Some airlines (such as Aer Lingus) allow the name on a gift voucher to be changed after you have bought it. Others, however, aren’t as flexible. Ryanair’s gift vouchers are not transferable and must be used by the person they’re issued to.
Read the terms and conditions of any gift voucher you are planning to buy — and understand how easy, or difficult, it will be for the recipient to use it in full. Buy a voucher with a long expiry date — or ideally, without any expiry date at all. Find out if the recipient of the voucher will be hit with fees if he doesn’t it use up within a certain time. For example, although One4all gift cards don’t expire, there is a monthly inactive fee of €1.45 which kicks in after the first year and which applies to money on the card which is not used up within the first 12 months. The weak sterling is likely to encourage more shopping trips to the North in the run-up to Christmas. Sterling hasn’t reached parity with — and is still stronger than — the euro though.
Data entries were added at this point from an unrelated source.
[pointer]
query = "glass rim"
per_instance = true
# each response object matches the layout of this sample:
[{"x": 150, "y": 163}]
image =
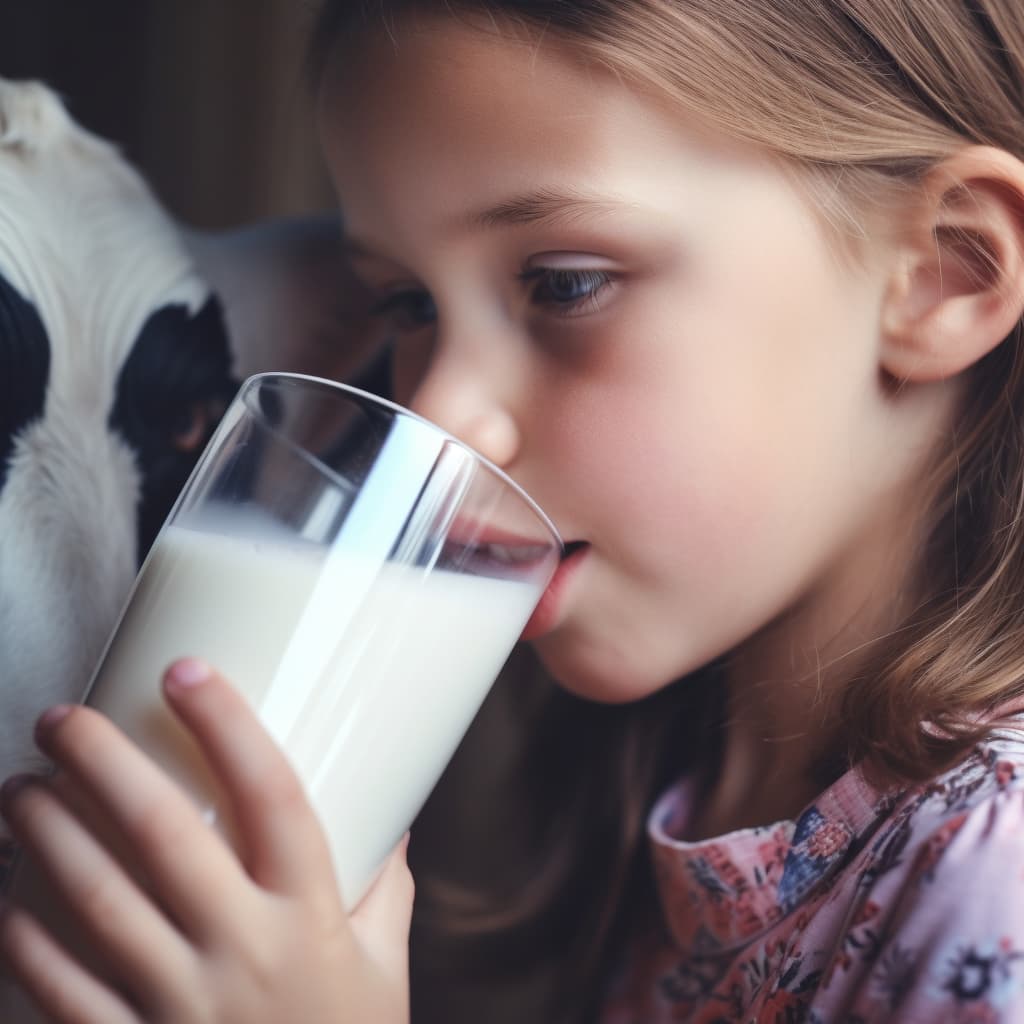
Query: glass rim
[{"x": 376, "y": 399}]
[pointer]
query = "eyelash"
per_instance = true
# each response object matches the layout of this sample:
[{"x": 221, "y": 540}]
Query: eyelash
[{"x": 407, "y": 307}]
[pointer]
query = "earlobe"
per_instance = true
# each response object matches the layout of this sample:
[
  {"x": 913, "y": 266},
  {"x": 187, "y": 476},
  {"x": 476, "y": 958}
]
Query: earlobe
[{"x": 958, "y": 289}]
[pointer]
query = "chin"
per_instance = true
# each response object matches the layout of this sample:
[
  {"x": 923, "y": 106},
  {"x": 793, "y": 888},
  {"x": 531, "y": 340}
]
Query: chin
[{"x": 596, "y": 673}]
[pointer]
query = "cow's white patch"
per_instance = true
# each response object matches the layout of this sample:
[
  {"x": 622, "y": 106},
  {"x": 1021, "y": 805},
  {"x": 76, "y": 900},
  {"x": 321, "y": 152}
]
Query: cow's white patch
[{"x": 83, "y": 239}]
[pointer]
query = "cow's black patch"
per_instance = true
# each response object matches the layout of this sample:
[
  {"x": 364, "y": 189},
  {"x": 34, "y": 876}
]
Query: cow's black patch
[
  {"x": 179, "y": 366},
  {"x": 25, "y": 369}
]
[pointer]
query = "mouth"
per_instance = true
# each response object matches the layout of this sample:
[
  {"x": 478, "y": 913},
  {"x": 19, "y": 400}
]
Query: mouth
[
  {"x": 547, "y": 612},
  {"x": 492, "y": 551}
]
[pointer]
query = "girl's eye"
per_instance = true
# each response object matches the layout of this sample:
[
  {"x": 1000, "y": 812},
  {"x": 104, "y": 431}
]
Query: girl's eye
[
  {"x": 565, "y": 291},
  {"x": 408, "y": 310}
]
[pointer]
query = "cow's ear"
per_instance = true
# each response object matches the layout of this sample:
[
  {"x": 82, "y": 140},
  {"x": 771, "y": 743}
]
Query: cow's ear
[{"x": 31, "y": 115}]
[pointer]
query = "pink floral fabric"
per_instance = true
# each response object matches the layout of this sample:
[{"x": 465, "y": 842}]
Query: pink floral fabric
[{"x": 869, "y": 906}]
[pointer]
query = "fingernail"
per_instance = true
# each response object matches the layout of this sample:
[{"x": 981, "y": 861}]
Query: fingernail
[
  {"x": 50, "y": 717},
  {"x": 187, "y": 672}
]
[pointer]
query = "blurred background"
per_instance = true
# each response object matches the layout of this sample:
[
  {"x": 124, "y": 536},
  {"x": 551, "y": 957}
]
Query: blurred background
[{"x": 207, "y": 97}]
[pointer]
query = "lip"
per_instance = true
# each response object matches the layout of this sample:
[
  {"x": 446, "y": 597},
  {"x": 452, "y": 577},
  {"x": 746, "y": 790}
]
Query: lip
[
  {"x": 546, "y": 613},
  {"x": 503, "y": 548}
]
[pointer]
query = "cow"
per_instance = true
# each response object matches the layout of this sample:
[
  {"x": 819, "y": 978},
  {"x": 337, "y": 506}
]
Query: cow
[
  {"x": 117, "y": 358},
  {"x": 115, "y": 367}
]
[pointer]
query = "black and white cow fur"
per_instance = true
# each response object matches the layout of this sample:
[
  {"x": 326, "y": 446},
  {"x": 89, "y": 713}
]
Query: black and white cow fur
[{"x": 114, "y": 368}]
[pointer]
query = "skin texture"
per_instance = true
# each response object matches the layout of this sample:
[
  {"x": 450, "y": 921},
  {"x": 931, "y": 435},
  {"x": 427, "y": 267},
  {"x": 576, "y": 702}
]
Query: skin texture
[
  {"x": 211, "y": 937},
  {"x": 690, "y": 379},
  {"x": 713, "y": 420}
]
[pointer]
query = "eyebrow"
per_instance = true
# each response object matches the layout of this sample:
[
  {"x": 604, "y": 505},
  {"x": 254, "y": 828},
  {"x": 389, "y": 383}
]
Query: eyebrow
[
  {"x": 537, "y": 207},
  {"x": 545, "y": 205}
]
This is worth remembering if planning some Christmas shopping in the North because you might not save as much as you expect to. Remember, too, that as the UK isn’t due to leave Europe under Brexit until the end of March 2019, you still have the same consumer rights in the North this Christmas as you would if shopping anywhere in the EU. “Since the Brexit referendum, we have heard that some UK traders are claiming that EU legislation doesn’t apply to them,” said Nee. “This isn’t true. For the time being, you are covered by EU consumer legislation in the UK.” Therefore, if you buy something in the North and find there’s a fault with it when you come back home, you are still entitled to a repair, refund or replacement – depending on the fault. People are often more susceptible to scams in the run-up to Christmas — particularly if they have left their gift shopping until the last minute and are therefore in a rush to buy. The ECC is warning shoppers to be on the alert for a recent ‘supermarket’ scam — where they receive fake text messages claiming to be from a supermarket.
“The message will tell you that you are one of a small number of lucky shoppers who has won something — such as a phone worth €999 which you can get for €3,” said Nee. “But you could end up in a subscription trap if you fall for it.” These scams will typically ask for your personal and bank details. Never hand over such details following unsolicited contact. The ECC knows of a case where a woman who was duped by this scam had €3 taken from her account initially for the ‘discounted’ phone — followed shortly afterwards by another €44. “The woman then got onto her bank and stopped any more money being taken from her account,” said Nee. “Be careful about any unsolicited messages which you receive.”
Don’t shop on your smartphone either. “Smartphone shopping can lead to impulse buying and purchases you wouldn’t have made if you did your research properly or from your desktop computer,” said Nee. “You can’t do much research on your smartphone.”